8 . The method of claim 7 which comprises contacting the sample suspected of containing an analyte with a surface having immobilised thereon a binding reagent which either (a) binds said analyte, or (b) comprises said analyte or an analogue thereof, and a virus which expresses and displays a binding moiety that binds either said analyte or said binding reagent in competition to said analyte, separating said surface from the sample, and detecting the presence of a nucleic acid sequence present within said virus on said surface, wherein at least one of the binding reagent or the binding moiety is specific for the analyte.
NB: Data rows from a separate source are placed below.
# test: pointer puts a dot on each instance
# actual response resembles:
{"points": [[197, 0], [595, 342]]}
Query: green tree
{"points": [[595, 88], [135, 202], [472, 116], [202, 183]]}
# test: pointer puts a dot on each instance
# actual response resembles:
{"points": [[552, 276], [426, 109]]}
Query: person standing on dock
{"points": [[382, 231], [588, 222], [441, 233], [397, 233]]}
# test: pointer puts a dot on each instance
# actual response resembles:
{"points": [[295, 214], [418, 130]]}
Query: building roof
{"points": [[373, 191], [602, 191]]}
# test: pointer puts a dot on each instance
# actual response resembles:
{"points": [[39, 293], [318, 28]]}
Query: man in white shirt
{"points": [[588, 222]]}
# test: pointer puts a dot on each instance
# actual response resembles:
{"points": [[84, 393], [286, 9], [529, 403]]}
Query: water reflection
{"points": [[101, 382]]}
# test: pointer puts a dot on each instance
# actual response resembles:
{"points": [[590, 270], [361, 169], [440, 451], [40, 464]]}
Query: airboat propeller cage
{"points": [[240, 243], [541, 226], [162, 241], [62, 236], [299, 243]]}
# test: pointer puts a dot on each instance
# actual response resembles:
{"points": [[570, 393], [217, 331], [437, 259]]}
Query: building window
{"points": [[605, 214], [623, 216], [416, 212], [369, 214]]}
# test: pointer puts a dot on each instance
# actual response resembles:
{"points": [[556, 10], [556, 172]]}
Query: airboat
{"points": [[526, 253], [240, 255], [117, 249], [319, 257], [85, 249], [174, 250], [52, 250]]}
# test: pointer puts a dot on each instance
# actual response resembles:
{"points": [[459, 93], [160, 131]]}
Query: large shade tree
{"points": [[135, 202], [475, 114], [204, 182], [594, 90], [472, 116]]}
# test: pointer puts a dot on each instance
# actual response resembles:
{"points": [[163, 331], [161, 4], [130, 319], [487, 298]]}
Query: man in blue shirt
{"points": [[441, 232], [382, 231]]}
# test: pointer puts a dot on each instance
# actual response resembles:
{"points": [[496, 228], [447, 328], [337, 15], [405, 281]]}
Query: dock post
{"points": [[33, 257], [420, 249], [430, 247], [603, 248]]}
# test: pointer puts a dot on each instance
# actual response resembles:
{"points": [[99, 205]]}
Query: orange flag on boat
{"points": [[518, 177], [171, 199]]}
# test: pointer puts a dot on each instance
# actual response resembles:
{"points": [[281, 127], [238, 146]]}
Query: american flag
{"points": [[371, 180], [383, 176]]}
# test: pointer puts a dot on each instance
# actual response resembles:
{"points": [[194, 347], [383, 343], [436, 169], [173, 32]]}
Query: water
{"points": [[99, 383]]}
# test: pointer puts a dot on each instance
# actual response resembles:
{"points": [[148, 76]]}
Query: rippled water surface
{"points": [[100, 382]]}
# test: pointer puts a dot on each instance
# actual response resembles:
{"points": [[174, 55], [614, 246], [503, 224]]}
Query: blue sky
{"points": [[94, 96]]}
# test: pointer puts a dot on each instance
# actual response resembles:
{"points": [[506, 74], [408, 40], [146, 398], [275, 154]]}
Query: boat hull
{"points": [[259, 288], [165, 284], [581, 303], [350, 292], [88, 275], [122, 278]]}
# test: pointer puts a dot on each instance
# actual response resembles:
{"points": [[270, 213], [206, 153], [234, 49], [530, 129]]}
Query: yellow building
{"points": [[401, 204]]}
9 . The method of claim 8 where both the immobilised binding reagent and the binding moiety binds the analyte, so that a complex comprising the binding reagent, the analyte and the virus is retained on the surface after separation of the sample therefrom, and the presence of viral nucleic acid on the surface is indicative of the presence of analyte in the sample.
10 . The method of claim 8 where the immobilised binding reagent comprises the analyte or an analogue thereof, so that the binding moiety will bind either the analyte or the binding reagent, and the presence of analyte in the sample blocks the binding of the binding moiety to the binding reagent, so that a reduction in the amount of virus able to bind to the binding reagent is indicative of the presence of analyte in the sample.
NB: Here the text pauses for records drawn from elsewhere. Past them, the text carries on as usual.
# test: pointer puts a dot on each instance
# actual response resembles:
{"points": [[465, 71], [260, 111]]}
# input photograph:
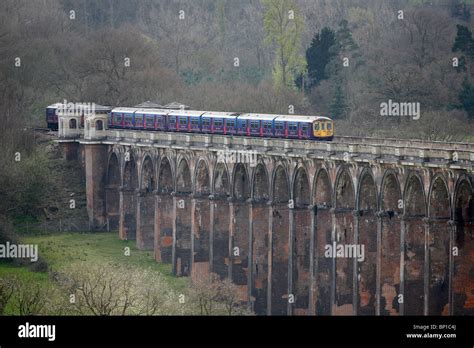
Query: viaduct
{"points": [[266, 223]]}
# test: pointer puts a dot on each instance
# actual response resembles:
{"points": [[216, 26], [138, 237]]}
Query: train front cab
{"points": [[323, 129]]}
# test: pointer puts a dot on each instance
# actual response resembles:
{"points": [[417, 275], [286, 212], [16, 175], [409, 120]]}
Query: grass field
{"points": [[63, 250]]}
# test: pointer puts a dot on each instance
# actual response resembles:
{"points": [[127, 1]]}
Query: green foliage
{"points": [[283, 26], [338, 108], [464, 41], [466, 98], [318, 55], [25, 184]]}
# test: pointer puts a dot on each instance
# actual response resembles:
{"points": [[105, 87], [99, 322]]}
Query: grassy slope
{"points": [[65, 249]]}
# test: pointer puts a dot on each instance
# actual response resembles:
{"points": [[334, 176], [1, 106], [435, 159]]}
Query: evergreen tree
{"points": [[338, 107], [283, 27], [318, 55]]}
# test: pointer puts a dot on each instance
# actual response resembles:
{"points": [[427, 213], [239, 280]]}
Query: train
{"points": [[215, 122], [224, 123]]}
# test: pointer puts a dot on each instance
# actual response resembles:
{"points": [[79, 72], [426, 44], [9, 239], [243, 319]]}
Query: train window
{"points": [[150, 121]]}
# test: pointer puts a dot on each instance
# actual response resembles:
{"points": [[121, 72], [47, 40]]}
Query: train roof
{"points": [[53, 106], [124, 110], [150, 111], [264, 117], [301, 118], [192, 113], [220, 114], [78, 106]]}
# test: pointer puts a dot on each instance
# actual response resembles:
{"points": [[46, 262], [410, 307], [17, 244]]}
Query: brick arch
{"points": [[390, 198], [322, 189], [414, 196], [239, 215], [112, 193], [439, 211], [463, 283], [240, 182], [148, 174], [221, 191], [260, 215], [344, 193], [301, 188], [438, 198], [414, 253], [146, 205], [165, 175], [201, 220], [202, 177], [221, 182], [344, 234], [366, 203], [367, 200], [322, 199], [280, 241], [182, 260], [302, 230], [280, 184], [129, 192], [390, 192], [260, 183], [184, 183], [164, 214]]}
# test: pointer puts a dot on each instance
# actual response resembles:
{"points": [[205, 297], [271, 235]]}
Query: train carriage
{"points": [[226, 123], [122, 118], [219, 122], [184, 120], [261, 125]]}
11 . The method of claim 8 wherein the binding reagent binds the analyte, and also the binding moiety on the virus, so that the analyte and the binding moiety will compete for available sites on the surface, so that a reduction in the amount of virus able to bind to the binding reagent is indicative of the presence of analyte in the sample.
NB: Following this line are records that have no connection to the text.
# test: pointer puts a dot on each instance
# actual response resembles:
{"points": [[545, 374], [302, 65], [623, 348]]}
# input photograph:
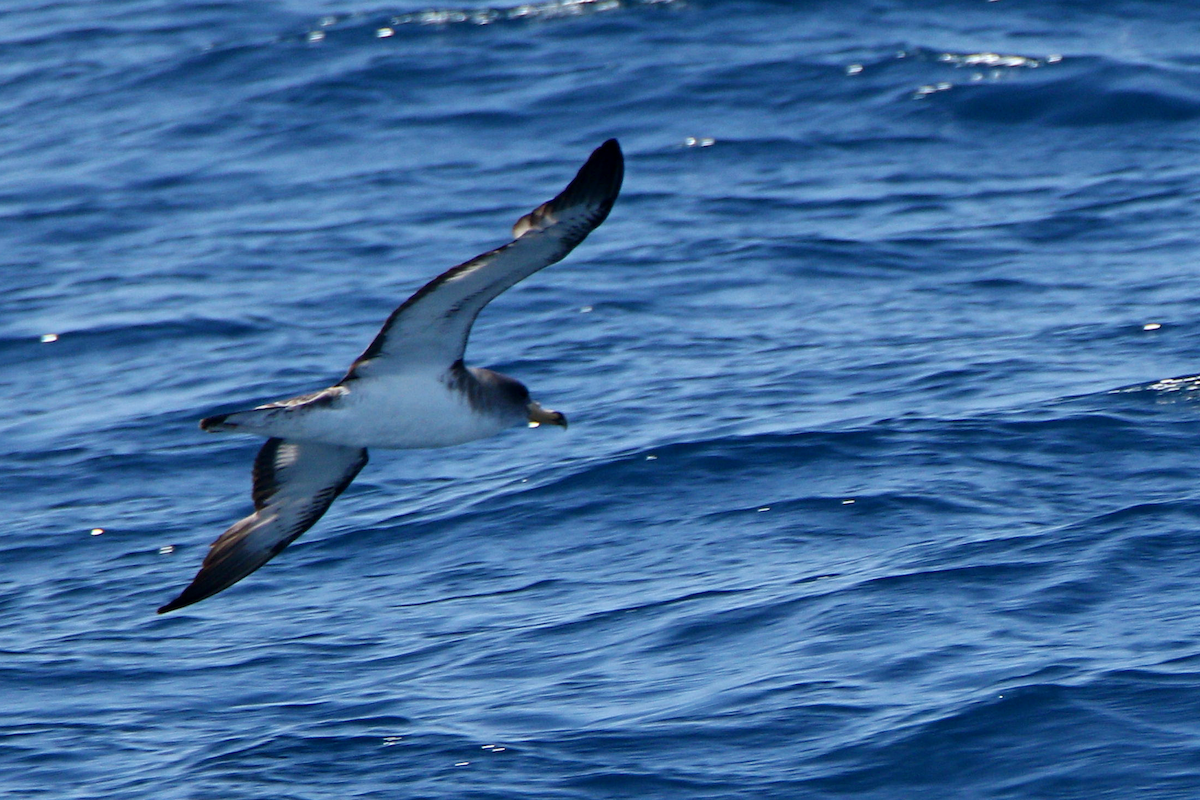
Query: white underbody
{"points": [[397, 411]]}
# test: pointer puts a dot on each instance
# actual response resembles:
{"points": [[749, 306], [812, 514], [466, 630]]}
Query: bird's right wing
{"points": [[431, 328], [294, 483]]}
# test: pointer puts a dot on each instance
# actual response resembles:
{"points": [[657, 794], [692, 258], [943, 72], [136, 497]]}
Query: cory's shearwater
{"points": [[408, 389]]}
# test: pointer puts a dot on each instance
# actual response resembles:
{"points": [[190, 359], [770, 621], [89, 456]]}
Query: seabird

12 . The method of claim 8 wherein the binding reagent is a specific binding reagent.
13 . The method of claim 7 wherein the surface is the surface of an ELISA plate or well, a magnetic bead or a membrane.
14 . The method of claim 13 wherein sites on the surface which are not occupied with binding reagent are blocked.
15 . The method of claim 9 in which the following steps are carried out sequentially:
i) sample is incubated with the surface for a period sufficient to ensure that any analyte present becomes bound to the immobilised binding reagent, ii) residual sample is removed from the surface, which is then washed to remove any unbound analyte, iii) the surface is contacted with a suspension of the virus, and incubated for a period of time sufficient to allow the virus to bind to analyte on the surface; iv) virus suspension is removed and the surface is washed; and nucleic acid of the virus on the surface is detected.
16 . The method of claim 15 wherein the virus nucleic acid is released from the surface before step (v).
17 . The method of claim 7 wherein the virus is a recombinant phage which has been transformed so that it expresses a specific binding moiety which specifically binds either the analyte or a specific binding partner for the analyte.
18 . The method of claim 17 wherein the specific binding partner is a single chain variable fragment of an antibody (scFV).
19 . The method of claim 7 wherein the virus comprises a multi-specificity mixture.
20 . The method of claim 19 wherein detection of multiple nucleic acid sequences, each characteristic of individual viruses, is carried out.
21 . The method of claim 7 wherein the nucleic acid amplification reaction is a polymerase chain reaction (PCR).
22 . The method of claim 21 wherein the amplification reaction is carried out in such a way that the amplification product generates a detectable signal.
23 . The method of claim 22 wherein the signal is a visible signal.
24 . The method of claim 22 or claim 23 wherein the amplification reaction is carried out in the presence of a DNA binding reagent, or a primer or probe which is labelled with a fluorescent label.
25 . The method of claim 24 wherein the DNA binding agent is an intercalating dye.
26 . The method of claim 7 wherein the amount of virus detected is quantified, and this is related to the amount of analyte in the sample.
27 . The method of claim 7 wherein virus nucleic acid is detected by amplifying a nucleic acid sequence which is characteristic of a particular virus used in the method.
28 . The method of claim 27 wherein the virus is a recombinant virus which has been transformed with a marker sequence, and this sequence is the sequence which is amplified.
29 . The method of claim 27 wherein sequences characteristic of more than virus are detected.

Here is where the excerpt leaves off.